Assume deg P = d * Lemma: We can choose $\pm$ such that $\pm P(x + 1) \pm P(x+2) \pm P(x+3) \pm...... \pm P(x + 2^{d}) = c \ \ \forall x$ just notice that $Q(x+k) - Q(x)$ always decrease degree by one pair them up then repeat So we can increase\decrease the sequence $\pm P(1) \pm P(2) \pm \ldots \pm P(m)$ by c Now we only need to prove that the sequence covers all residue modulo c since $gcd(P(1), \ldots , P(k), \ldots) = 1$ then exist k such that $gcd(P(k),c) = 1$ assume that k =< c By using mod 2, we can show that c is even now for the sequence $A = \pm P(1) \pm P(2) \pm \ldots \pm P(2mc)$, we will choose pair $+P(x+c) - P(x) \ \ \forall x \neq k$ (mod c) and $+P(x) \ \ \forall x = k$ (mod c) $A = (P(c+1) - P(1)) + (P(c+2) - P(2)).... + (P(3c+1) - P(2c + 1)+ .... + 2mP(k) = 2mP(k)$ (mod c) so A covers all even residue mod c We can show that P(1) + P(2) or P(1) odd if P(1) odd choose sign same as above for the sequence $B = \pm P(1) \pm P(2) \pm \ldots \pm P(2mc +1)$ so $B = 2mP(k) + P((2mc + 1) = 2mP(k) + P(1)$ (mod c) which means B covers all odd residue mod c if $P(1) + P(2)$ odd same as above but for the sequence $C = \pm P(1) \pm P(2) \pm \ldots \pm P(2mc +2)$ So we can choose sign such that the sequence covers all residue mod c But we can add/remove c so the sequence covers all integers and each integers can be represented infinitely ways (keep add c and remove c).

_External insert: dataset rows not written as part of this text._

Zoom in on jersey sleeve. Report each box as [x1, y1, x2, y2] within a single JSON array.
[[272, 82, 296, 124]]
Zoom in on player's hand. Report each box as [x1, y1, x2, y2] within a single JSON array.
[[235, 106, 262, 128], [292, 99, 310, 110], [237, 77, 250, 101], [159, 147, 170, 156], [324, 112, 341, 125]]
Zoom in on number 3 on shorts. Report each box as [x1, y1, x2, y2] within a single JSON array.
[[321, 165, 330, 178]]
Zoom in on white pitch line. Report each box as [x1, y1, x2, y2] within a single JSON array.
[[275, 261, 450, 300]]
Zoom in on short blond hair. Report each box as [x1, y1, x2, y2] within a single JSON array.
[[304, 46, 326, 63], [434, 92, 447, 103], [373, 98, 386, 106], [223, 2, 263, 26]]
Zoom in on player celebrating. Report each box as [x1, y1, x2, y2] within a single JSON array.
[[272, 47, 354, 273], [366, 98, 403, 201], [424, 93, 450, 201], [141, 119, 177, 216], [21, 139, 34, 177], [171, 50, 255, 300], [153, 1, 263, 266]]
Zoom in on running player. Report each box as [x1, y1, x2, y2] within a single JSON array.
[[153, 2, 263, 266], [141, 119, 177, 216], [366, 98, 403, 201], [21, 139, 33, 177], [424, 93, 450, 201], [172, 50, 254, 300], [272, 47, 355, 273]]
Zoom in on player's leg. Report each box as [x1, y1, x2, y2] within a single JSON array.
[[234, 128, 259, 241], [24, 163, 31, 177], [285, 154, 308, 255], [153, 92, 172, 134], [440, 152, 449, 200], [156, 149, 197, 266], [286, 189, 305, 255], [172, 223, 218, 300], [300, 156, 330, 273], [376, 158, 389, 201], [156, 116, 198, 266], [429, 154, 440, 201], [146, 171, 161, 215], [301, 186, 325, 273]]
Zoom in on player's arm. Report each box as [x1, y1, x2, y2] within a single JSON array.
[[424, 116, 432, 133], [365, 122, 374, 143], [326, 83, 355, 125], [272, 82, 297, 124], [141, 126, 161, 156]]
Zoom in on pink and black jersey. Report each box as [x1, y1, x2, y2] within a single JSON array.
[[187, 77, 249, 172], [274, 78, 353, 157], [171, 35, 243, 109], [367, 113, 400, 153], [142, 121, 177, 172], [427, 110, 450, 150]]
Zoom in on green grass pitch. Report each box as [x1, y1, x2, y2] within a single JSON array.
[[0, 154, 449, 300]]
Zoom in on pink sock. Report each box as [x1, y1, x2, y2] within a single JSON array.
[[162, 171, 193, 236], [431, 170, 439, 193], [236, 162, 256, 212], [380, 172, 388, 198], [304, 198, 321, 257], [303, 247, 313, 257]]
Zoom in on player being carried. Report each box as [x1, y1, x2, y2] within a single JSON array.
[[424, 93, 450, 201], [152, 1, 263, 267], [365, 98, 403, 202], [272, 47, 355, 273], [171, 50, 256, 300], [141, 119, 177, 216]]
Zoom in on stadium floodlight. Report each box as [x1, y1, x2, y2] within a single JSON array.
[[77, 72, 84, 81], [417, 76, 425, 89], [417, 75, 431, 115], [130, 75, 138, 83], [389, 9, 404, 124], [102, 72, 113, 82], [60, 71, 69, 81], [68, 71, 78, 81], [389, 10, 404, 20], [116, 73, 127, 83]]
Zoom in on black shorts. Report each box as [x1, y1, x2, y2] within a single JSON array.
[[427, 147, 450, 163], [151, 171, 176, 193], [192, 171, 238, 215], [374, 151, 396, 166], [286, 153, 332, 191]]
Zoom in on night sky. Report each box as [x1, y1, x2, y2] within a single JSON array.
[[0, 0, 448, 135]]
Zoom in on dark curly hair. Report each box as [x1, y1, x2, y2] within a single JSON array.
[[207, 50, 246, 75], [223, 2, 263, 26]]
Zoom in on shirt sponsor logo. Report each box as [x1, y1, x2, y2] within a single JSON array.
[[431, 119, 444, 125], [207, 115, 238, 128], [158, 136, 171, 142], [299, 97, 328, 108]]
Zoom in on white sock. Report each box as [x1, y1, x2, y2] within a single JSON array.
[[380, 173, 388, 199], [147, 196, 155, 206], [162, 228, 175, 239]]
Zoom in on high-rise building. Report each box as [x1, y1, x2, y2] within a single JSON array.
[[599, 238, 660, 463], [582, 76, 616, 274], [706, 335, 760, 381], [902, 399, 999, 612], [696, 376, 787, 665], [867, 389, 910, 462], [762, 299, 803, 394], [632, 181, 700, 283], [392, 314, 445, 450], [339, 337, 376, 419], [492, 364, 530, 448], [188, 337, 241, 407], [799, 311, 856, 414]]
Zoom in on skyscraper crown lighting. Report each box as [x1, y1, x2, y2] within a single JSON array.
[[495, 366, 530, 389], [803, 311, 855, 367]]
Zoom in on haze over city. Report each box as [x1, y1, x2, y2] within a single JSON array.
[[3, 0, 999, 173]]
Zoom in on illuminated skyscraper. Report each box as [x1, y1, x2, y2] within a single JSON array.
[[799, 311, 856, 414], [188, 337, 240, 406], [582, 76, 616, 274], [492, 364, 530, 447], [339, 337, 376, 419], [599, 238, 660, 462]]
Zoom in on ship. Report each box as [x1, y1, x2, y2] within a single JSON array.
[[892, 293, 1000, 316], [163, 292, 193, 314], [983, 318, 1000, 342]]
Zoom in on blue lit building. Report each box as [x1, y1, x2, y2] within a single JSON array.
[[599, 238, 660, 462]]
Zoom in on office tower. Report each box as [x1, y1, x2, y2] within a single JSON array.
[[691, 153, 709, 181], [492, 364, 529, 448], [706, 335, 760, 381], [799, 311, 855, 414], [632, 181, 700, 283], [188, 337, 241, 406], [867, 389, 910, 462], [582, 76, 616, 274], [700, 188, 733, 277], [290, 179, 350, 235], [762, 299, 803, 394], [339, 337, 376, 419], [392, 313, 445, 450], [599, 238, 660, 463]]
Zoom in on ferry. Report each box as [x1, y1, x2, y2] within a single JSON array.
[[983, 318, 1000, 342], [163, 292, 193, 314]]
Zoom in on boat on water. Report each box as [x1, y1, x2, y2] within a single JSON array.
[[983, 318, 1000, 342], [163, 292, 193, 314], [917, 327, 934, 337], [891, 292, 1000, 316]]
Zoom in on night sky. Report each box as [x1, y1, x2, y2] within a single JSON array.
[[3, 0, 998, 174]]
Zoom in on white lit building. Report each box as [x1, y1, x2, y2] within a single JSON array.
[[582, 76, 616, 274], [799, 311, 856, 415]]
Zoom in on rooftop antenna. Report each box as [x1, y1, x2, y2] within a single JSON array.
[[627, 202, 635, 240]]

Assume deg P = d * Lemma: We can choose $\pm$ such that $\pm P(x + 1) \pm P(x+2) \pm P(x+3) \pm...... \pm P(x + 2^{d}) = c \ \ \forall x$ just notice that $Q(x+k) - Q(x)$ always decrease degree by one pair them up then repeat So we can increase\decrease the sequence $\pm P(1) \pm P(2) \pm \ldots \pm P(m)$ by c Now we only need to prove that the sequence covers all residue modulo c By using mod 2, we can show that c is even since $gcd(P(1), \ldots , P(k), \ldots) = 1$ then exist m such that $gcd(P(1), \ldots , P(m)) = 1$ so by Bezout's theorem, exist $x_1, x_2, \dots x_m$ such that $x_1P(1) + \dots + x_mP(m) = 1$ Let k be the smallest number such that higher than m and c | k now we will choose sign $P(cx + 1) + \dots \pm P(cx + i) + \dots + P(cx + m) \dots + P(cx + h) - P(cx +h + 1) \dots \pm P(cx + i) \dots - P(cx + m + h) \dots - P(cx + 2h) = \pm 2P(i)$ (mod c) so we can pair up 2h numbers to add\remove $2P(i)$ (mod c) for any $1 \leq i \leq m$ So there exist a sequence T such that $T = 2a(x_1P(1) + \dots + x_mP(m)) = 2a$ (mod c) so T covers all even residues mod c We can show that P(1) + P(2) or P(1) odd if P(1) odd choose sign $C = T + P(cy + 1)$ so $B = T + P(cy + 1) = 2a + P(1)$ (mod c) which means B covers all odd residue mod c if $P(1) + P(2)$ odd same as above but for the sequence $C = T + P(cy+1) + P(cy+2)$ So we can choose sign such that the sequence covers all residue mod c But we can add/remove c so the sequence covers all integers and each integers can be represented infinitely ways (keep add c and remove c).